CLEVELAND, OH – Rev. Theodore P. Lucas was placed on administrative leave by Bishop Nelson Perez of the Catholic Diocese of Greater Cleveland because of a “credible accusation of sexual misconduct involving a minor.” The order was announced on May 16, 2018. Lucas was instructed “not to function in any capacity as a priest anywhere.”
Lucas had been assigned to St. Bartholomew’s in Middleburg Heights from 1984 to 1989. He was sent to Resurrection of Our Lord in Solon between 1989 and 1997. From 1997 to 2014 Lucas was assigned to St. Mary Magdalene’s in Willowick. He was placed on “medical leave of absence” in March 2014 and remained in that status until being placed on administrative leave on May 16.
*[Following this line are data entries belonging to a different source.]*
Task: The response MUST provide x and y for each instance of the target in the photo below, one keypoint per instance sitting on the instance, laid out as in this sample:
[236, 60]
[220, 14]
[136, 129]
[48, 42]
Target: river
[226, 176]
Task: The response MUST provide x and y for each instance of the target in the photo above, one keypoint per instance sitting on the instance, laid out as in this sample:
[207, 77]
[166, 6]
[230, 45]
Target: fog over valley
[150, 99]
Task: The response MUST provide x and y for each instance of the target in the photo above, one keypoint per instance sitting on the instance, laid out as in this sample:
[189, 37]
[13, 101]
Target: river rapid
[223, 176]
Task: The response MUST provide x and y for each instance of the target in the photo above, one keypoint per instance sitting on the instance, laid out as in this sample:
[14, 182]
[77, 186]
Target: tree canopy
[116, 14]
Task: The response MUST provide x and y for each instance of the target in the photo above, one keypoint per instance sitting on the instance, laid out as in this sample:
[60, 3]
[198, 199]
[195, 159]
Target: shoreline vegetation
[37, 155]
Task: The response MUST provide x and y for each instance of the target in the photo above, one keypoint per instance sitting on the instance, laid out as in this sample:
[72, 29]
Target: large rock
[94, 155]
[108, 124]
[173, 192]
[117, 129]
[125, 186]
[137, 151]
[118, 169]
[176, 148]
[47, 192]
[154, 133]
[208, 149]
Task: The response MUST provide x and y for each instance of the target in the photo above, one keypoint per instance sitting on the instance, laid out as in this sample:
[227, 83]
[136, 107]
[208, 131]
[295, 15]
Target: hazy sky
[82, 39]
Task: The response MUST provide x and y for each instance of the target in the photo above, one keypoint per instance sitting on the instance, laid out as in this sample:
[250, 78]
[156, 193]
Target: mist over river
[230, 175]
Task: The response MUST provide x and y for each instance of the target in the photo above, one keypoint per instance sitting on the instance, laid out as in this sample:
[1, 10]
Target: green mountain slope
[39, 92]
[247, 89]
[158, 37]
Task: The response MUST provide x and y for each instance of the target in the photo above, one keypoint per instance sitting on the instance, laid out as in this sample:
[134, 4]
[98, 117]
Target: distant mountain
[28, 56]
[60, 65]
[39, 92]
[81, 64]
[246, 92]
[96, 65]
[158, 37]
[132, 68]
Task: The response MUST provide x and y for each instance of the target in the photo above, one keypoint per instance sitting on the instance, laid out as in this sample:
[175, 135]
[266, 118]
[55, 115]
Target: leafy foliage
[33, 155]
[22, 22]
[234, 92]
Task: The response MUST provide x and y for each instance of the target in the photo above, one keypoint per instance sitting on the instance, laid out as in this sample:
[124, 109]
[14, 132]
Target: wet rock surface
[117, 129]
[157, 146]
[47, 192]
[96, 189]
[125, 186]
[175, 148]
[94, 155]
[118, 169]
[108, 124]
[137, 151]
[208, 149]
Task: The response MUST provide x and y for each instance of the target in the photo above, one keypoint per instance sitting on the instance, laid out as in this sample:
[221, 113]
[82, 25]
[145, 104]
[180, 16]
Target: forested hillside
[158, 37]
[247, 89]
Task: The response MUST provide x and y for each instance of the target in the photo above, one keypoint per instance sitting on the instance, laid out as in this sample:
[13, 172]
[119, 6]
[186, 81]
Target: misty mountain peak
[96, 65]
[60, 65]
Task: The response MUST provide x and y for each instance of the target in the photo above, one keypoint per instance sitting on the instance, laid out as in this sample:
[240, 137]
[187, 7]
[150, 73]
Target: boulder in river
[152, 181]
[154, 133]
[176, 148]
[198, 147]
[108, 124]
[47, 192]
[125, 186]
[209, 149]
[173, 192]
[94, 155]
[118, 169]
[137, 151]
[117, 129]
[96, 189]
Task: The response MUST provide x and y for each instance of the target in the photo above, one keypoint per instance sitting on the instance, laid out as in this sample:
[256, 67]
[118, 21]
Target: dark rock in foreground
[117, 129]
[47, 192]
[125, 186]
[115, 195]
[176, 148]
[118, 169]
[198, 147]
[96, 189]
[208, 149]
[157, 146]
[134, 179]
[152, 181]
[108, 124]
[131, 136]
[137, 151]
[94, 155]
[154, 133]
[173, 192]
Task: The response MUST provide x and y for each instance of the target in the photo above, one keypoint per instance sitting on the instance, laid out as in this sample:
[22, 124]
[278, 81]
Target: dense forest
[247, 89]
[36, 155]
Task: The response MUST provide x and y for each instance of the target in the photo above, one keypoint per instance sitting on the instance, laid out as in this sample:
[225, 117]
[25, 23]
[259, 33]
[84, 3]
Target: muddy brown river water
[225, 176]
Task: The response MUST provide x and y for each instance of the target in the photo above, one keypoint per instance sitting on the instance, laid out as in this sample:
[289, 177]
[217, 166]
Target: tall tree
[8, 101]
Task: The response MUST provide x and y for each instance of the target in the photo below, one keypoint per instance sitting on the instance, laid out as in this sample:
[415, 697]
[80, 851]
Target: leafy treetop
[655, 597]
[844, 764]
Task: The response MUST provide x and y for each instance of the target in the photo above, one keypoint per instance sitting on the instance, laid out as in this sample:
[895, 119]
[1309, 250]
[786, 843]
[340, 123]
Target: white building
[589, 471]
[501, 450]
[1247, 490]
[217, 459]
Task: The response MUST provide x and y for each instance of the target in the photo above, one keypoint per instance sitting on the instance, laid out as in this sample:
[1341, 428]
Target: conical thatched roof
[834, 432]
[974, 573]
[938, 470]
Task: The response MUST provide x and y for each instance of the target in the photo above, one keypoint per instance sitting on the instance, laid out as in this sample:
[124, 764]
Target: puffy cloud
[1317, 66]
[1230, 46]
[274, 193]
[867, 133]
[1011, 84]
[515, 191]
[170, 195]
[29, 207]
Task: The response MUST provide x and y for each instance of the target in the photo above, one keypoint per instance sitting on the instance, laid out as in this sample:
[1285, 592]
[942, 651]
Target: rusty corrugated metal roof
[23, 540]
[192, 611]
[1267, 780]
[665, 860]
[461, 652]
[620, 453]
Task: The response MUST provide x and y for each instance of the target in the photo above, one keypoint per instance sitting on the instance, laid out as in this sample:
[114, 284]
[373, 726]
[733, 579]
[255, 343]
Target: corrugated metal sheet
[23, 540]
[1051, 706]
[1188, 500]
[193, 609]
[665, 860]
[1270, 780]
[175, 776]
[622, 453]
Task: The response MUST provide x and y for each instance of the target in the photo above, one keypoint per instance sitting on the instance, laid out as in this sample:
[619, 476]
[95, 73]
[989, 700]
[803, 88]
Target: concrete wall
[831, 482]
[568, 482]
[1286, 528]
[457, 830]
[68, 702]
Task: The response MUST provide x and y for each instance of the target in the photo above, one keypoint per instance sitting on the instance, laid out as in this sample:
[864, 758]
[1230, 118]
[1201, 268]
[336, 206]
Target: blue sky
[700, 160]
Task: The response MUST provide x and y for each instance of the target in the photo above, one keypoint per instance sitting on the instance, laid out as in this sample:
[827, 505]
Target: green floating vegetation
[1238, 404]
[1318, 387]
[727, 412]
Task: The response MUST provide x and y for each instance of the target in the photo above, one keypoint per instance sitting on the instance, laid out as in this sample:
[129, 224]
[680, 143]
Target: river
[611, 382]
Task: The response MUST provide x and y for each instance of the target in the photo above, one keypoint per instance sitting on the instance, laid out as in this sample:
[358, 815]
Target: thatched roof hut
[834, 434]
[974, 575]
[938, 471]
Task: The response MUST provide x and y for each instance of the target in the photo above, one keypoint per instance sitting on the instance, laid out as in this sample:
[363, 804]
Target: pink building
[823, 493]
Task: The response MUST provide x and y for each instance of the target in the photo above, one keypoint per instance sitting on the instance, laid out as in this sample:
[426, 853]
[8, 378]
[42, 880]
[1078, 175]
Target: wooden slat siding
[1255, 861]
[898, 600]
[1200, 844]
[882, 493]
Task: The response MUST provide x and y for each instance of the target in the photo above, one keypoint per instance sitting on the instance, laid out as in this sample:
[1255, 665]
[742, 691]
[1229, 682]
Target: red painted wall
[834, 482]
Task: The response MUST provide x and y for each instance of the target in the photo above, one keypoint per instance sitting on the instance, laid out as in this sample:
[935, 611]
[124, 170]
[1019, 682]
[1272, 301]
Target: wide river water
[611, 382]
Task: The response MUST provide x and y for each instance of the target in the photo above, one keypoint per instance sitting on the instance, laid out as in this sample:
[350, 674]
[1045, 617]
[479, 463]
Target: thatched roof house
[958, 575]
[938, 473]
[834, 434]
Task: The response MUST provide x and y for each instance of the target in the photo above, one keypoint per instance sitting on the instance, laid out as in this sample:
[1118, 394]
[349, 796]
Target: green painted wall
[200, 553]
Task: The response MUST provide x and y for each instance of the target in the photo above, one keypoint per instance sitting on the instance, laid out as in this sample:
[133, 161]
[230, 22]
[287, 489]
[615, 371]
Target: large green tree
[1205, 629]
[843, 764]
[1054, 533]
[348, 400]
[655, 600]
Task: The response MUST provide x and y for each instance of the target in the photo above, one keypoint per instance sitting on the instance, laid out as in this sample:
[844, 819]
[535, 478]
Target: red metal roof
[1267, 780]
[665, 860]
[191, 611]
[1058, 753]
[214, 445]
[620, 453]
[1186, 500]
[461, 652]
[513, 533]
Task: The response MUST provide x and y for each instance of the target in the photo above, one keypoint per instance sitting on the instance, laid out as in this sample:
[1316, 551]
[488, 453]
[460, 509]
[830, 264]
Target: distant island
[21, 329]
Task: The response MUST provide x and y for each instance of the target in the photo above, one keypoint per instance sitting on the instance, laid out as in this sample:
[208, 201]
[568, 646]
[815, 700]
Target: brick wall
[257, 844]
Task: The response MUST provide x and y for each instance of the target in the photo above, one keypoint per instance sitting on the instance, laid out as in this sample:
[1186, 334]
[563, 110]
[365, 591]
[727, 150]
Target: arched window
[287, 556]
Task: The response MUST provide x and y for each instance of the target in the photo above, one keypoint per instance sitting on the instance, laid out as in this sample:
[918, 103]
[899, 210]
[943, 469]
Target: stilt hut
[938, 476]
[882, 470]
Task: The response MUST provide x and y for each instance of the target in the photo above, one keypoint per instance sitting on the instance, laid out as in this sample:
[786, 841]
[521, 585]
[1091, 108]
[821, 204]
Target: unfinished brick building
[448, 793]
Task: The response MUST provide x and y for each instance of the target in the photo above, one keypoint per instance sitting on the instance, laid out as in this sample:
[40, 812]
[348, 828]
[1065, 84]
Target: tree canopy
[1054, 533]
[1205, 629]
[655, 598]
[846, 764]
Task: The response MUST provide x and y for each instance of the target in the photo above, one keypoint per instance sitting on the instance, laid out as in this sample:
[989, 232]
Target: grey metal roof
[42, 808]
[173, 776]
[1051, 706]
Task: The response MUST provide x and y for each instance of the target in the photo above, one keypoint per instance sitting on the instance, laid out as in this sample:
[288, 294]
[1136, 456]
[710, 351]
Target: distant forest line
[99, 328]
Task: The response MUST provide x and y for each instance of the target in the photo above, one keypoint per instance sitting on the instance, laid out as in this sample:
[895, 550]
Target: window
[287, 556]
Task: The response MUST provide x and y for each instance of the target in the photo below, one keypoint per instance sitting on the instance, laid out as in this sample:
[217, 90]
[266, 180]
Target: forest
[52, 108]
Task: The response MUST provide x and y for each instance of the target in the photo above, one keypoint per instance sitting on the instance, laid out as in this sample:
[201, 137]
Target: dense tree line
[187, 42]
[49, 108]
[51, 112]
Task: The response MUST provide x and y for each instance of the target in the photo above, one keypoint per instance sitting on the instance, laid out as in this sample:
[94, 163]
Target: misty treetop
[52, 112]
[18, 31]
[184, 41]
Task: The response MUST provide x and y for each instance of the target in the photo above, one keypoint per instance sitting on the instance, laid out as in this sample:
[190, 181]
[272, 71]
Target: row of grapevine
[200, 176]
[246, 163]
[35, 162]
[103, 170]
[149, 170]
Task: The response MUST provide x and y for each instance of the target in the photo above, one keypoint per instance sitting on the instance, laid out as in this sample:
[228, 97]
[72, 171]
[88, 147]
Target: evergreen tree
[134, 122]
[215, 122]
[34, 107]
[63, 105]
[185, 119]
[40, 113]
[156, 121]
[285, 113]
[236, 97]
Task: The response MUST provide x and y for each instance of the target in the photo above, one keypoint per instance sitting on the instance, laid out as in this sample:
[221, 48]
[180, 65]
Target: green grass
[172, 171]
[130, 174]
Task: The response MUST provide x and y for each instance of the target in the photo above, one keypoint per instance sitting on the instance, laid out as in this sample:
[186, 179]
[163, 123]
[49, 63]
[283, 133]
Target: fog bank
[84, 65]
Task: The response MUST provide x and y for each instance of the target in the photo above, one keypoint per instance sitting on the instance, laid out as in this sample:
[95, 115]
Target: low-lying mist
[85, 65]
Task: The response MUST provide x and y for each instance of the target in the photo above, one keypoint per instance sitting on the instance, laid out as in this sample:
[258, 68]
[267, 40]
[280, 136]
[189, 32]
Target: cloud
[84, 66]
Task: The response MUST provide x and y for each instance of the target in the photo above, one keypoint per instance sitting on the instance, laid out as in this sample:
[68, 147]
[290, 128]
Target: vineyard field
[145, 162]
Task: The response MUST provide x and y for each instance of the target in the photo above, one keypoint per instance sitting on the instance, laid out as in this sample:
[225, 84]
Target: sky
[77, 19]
Lucas was at St. Mary Magdalene’s in 2002 when former Cuyahoga County Prosecuting Attorney William D. Mason and his second-in-command, Michael O’Malley, discovered over 1000 victims during a 50-year period who’d been sexually abused by 145 priests and 351 diocese employees.
The two Catholic prosecutors ignored a federal misprision of felony law and operated in conspiracy with the diocese led by Bishop Anthony Pilla and Catholic judges like Brian Corrigan to conceal the crimes their priests were committing against believers.
Diocese attorneys asked for the records of the sex crimes the 496 Catholic priests and employees committed to be withheld from public disclosure after Mason and O’Malley’s investigation.
Mason and O’Malley violated 18 U.S.C. 4 as if it didn’t exist when they agreed with the diocese’s request to conceal known felony violations of law. Corrigan agreed with his court order to seal the evidence of felony violations of law 496 officials of the Catholic church committed against 1000 victims.
“Whoever, having knowledge of the actual commission of a felony cognizable by a court of the United States, conceals and does not as soon as possible make known the same to some judge or other person in civil or military authority under the United States, shall be fined under this title or imprisoned not more than three years, or both.”
It’s been discovered in the thousands of Catholic church sex abuse cases that local Catholic prosecutors conspired with the diocese to hide knowledge of crimes to protect their priests.
Despite knowing that 496 Catholic officials committed offenses, Mason chose to prosecute one priest and six employees who he knew were beyond the statute of limitations.
Corrigan’s decision to seal the records may have shielded Catholic officials who were not beyond the statute of limitations. Corrigan is still a common pleas judge.
Federal prosecutors used 18 U.S.C. 4 to prosecute the late Judge Richard Baumgartner of Knoxville, Tennessee on five counts of violating the federal law in 2012. The judge was prosecuted for using his office to enlist the help of other judges to do favors for a woman who supplied him with drugs and sex.
This writer suggests that Catholics who may have been abused by Rev. Lucas should contact the FBI at 216-522-1400 instead of Cuyahoga County’s prosecutor, O’Malley. A Cleveland man who contacted the city’s sex crimes detectives said he was told by police to go to confession. When he directly contacted Mason’s office the man said prosecutors refused to investigate or take a criminal complaint.
Last year O’Malley launched an initiative to prosecute Protestant teenagers who’d been accused of committing sexual crimes.